Context: I have done in the past stereo recordings in XY position (coincident microphones):
from a source far from at least 20 meters (example: piano in a big reverberant building).
Since the microphones are coincident, there are IID (interaural intensity differences), but, sadly, few ITD (interaural timing differences). Thus the recording is less lively, much less "outside your head" (when listening with headphones), that it could have been with a spaced pair of microphones. That's the final problem that I'm trying to solve, since I can't redo the recordings: respatialize the sound into something closer to a spaced-pair recording. (I have other recordings with a spaced pair non-coicident mics, and I confirm it would have been better). See also Algorithms to re-spatialize a stereo recording audio signal?.

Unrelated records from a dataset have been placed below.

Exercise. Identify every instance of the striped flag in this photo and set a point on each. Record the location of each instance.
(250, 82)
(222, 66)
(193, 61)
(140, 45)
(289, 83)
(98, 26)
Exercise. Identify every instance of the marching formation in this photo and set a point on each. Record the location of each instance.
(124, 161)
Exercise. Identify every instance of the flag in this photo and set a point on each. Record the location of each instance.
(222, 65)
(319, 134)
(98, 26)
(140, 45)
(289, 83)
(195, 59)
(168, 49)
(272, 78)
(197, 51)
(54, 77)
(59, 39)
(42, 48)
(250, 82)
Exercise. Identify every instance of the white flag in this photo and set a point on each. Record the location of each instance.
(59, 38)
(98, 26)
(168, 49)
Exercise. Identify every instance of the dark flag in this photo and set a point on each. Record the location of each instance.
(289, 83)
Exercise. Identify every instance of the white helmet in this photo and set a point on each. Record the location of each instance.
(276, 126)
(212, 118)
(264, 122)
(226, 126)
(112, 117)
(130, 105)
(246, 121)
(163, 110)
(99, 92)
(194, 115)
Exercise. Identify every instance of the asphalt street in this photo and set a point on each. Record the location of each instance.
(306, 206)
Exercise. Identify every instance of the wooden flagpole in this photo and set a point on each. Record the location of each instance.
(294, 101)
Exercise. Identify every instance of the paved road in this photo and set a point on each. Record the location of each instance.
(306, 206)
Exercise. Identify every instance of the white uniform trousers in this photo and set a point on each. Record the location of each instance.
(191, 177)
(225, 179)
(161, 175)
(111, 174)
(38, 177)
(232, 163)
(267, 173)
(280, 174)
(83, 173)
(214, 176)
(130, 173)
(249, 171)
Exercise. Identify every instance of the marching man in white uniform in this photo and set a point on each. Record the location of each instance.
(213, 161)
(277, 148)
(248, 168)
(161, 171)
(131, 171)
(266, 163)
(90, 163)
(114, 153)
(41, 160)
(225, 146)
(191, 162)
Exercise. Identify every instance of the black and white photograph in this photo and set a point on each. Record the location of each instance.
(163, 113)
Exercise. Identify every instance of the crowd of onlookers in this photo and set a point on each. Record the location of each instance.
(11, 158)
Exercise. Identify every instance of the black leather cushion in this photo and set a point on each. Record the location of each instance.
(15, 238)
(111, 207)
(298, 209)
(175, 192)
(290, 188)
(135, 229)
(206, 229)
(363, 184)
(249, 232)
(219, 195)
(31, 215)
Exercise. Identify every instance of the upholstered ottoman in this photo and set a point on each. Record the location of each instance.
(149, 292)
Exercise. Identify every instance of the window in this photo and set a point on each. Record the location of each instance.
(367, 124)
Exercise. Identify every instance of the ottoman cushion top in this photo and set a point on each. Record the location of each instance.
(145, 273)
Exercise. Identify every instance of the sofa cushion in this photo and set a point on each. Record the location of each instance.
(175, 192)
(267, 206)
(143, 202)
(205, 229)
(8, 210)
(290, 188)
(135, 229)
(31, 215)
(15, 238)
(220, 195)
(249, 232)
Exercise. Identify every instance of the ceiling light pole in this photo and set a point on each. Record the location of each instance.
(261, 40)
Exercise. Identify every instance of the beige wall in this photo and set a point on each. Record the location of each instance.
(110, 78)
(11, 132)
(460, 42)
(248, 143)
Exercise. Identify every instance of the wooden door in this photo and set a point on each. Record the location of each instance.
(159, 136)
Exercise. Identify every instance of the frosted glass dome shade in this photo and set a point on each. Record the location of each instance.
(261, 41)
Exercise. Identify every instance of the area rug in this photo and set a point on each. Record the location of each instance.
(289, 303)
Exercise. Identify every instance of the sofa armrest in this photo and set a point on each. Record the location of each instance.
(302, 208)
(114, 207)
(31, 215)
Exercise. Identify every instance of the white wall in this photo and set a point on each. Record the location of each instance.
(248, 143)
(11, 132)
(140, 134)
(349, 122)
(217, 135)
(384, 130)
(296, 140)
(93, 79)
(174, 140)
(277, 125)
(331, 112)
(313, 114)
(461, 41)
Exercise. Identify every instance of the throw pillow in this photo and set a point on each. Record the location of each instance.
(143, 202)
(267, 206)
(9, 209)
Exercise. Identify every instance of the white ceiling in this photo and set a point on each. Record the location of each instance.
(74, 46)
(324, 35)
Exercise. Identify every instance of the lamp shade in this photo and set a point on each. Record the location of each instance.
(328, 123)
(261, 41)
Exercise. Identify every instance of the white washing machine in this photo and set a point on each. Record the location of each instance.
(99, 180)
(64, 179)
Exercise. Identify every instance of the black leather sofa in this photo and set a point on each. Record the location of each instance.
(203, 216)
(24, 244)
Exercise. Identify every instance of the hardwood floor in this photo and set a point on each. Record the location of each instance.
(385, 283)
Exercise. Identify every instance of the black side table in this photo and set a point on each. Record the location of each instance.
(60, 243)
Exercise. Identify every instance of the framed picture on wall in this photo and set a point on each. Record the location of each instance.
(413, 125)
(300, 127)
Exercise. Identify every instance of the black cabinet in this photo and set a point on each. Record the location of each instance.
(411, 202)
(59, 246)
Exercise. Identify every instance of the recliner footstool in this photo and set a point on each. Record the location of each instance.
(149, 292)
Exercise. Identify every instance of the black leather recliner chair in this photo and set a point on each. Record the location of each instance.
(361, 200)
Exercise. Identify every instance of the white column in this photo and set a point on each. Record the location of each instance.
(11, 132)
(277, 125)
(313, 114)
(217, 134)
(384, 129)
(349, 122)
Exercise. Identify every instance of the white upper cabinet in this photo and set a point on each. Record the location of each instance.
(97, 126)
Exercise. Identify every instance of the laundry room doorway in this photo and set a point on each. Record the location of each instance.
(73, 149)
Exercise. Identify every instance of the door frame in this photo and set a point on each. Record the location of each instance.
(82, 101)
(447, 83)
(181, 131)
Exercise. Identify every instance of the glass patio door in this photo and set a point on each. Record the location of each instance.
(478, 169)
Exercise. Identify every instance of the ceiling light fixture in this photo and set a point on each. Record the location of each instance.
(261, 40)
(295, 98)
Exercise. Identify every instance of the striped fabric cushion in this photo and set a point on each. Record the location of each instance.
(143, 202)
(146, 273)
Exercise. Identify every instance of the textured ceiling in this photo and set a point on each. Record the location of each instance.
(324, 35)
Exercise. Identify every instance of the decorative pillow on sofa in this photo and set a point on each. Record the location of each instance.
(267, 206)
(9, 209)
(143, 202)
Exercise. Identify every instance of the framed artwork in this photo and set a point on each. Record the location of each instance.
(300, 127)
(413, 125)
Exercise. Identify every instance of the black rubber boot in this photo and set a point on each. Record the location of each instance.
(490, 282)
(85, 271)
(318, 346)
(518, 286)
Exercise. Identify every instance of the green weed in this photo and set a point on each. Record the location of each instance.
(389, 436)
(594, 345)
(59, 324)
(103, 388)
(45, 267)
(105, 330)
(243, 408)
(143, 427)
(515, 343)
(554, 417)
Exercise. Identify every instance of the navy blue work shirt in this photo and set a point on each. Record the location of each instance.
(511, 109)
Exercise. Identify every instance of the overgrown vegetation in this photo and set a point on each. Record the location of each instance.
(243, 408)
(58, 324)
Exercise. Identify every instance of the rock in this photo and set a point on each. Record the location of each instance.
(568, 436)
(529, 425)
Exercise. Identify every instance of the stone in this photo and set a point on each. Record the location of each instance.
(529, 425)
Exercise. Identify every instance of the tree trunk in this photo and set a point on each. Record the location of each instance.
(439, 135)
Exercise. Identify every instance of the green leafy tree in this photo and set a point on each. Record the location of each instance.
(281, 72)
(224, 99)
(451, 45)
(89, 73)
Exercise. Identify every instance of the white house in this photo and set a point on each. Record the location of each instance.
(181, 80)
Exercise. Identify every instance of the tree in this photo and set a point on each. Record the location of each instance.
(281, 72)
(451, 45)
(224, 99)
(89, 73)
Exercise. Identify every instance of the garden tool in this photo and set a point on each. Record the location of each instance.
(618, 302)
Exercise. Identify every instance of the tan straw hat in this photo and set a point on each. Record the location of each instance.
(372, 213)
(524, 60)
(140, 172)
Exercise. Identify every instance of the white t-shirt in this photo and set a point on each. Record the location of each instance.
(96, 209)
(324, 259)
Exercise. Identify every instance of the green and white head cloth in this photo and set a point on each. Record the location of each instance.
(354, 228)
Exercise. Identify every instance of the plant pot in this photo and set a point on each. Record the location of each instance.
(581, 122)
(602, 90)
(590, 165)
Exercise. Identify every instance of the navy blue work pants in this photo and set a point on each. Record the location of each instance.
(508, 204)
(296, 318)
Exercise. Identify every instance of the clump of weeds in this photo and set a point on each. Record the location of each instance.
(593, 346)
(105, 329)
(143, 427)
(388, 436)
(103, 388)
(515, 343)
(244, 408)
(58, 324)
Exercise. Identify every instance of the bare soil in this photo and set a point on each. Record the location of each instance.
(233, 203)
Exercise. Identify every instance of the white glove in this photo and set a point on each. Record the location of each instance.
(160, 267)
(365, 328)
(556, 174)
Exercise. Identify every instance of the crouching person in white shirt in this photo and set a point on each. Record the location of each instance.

(Any coding idea to achieve this general goal is welcome).
The option I'm now considering to achieve this goal in this question is to:
- decompose the signal
R[n](left, right) into several layers
- apply different ITD (Interaural Timing Differences) on each layer
- mix the layers to get a new output signal
Example with Mid-Side:
Mid[n] = (L[n] + R[n]) / 2 Side[n] = (L[n] - R[n]) / 2 Out_L[n] = Mid[n] + Side[n + K1] # K1 is a time-shifting parameter Out_R[n] = Mid[n] - Side[n + K2] # K2 is a time-shifting parameter
I tried this, but it does not really help to achieve the goal mentioned above.
Question: Is there a decomposition of a stereo signal that goes beyond than Mid (0°) + Side (90°) ?
Layer1[n] = Mid (0° to 30°) Layer2[n] = Diagonal (30° to 60°) Layer3[n] = Side (60° to 90°)
Note: The "Coincident Microphones" part of this answer of Algorithms to re-spatialize a stereo recording audio signal? could be useful, but I don't see exactly how to use this concretely in an applied algorithm.